We examined the distribution of hippocampus-derived neural stem cells on the spinal cord surface for up to 3 weeks following injection through the fourth ventricle. The injected cells were disseminated as tiny spots on the pia mater of the spinal cord and proliferated into large cell-clusters. On both the dorsal and ventral side, cell clusters increased in number rapidly up to 5 days after injection and thereafter decreased gradually due to the coalition of neighbouring clusters. Concomitantly, individual cell clusters continuously increased in size, occupying almost 50% of the spinal cord surface. Cell attachment was usually found around blood vessels, along which cells invaded into the spinal cord. In the injured site, cells migrated into the lesion and were integrated into the spinal cord tissue, some of which had differentiated into astrocytes 1-2 weeks after injection. BrdU-uptake experiments demonstrated that the transplanted cells proliferated within the host cerebrospinal fluid. These results indicate that application of neural stem cells through the ventricle is an effective method to disseminate cells all over the spinal cord and that they can migrate and be integrated into the injured spinal cord.
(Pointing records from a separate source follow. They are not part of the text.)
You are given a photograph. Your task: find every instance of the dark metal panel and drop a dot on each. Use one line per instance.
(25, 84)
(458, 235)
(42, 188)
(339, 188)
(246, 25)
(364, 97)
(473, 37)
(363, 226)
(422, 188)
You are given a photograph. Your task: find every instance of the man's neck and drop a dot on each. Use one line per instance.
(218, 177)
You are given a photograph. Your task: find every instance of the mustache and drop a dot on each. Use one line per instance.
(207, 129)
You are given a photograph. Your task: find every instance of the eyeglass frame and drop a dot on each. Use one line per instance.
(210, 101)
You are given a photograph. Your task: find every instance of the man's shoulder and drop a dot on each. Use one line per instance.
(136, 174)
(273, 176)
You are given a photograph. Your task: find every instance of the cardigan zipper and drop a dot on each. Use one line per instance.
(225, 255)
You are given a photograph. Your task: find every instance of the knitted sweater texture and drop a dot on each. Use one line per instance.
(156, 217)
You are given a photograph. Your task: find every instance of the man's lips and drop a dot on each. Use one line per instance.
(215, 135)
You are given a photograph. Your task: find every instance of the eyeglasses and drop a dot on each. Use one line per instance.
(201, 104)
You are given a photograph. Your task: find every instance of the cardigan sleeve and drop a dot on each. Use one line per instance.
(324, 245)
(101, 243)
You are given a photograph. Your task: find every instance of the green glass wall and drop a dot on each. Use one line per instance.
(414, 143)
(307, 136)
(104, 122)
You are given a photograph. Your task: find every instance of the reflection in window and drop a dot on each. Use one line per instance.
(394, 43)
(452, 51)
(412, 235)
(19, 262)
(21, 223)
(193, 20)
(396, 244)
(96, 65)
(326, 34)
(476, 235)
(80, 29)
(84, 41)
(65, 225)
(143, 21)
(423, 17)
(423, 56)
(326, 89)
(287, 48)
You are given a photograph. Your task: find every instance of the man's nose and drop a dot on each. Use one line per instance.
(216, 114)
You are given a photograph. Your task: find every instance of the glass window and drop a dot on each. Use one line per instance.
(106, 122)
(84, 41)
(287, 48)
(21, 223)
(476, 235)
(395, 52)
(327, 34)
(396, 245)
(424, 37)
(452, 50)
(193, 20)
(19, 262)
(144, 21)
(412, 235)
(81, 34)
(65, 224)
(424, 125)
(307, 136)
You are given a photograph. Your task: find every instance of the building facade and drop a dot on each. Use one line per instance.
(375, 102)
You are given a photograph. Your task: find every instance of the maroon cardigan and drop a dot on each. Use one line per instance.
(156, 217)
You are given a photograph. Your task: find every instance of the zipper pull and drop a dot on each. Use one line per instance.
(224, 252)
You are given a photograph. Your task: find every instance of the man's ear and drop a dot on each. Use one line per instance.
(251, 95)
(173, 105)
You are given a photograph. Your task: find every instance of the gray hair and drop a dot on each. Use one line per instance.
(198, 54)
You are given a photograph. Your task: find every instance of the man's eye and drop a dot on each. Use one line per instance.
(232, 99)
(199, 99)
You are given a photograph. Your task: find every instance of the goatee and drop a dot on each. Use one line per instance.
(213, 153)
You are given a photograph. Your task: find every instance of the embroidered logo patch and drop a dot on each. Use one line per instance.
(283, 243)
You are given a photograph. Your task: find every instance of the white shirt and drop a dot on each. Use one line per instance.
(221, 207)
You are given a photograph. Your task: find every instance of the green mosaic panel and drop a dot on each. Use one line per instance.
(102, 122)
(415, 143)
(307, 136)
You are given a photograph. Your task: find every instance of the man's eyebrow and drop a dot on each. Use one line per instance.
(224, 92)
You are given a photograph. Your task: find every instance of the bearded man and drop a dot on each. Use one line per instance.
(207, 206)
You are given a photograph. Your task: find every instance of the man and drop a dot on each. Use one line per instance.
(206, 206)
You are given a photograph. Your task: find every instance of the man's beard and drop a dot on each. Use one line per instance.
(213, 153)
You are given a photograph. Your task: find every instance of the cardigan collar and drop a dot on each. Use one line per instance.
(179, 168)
Immunohistochemical and electron microscopic study of invasion and differentiation in spinal cord lesion of neural stem cells grafted through cerebrospinal fluid in rat.

Neurospheres were obtained by culturing hippocampal cells from transgenic rat fetuses (E16) expressing green fluorescent protein (GFP). The neurosphere cells were injected into the cerebrospinal fluid (CSF) through the 4th ventricle of young rats (4 weeks old) that had been given a contusion injury at T8-9 of the spinal cord. The injected neural stem cells were transported through the CSF to the spinal cord, attached to the pial surface at the lesion, and invaded extensively into the spinal cord tissue as well as into the nerve roots. The grafted stem cells survived well in the host spinal cord for as long as 8 months after transplantation. Immunohistochemical study showed that many grafted stem cells had differentiated into astrocytes at 1-4 months, and some into oligodendrocytes at 8 months postoperatively. Immunoelectron microscopy showed that the grafted stem cells were well integrated into the host tissue, extending their processes around nerve fibers in the same manner as astrocytes. In addition, grafted stem cells within nerve roots closely surrounded myelinated fibers or were integrated into unmyelinated fiber bundles; those associated with myelinated fibers formed basal laminae on their free surface, whereas those associated with unmyelinated fibers were directly attached to axons and Schwann cells, indicating that grafted stem cells behaved like Schwann cells in the nerve roots.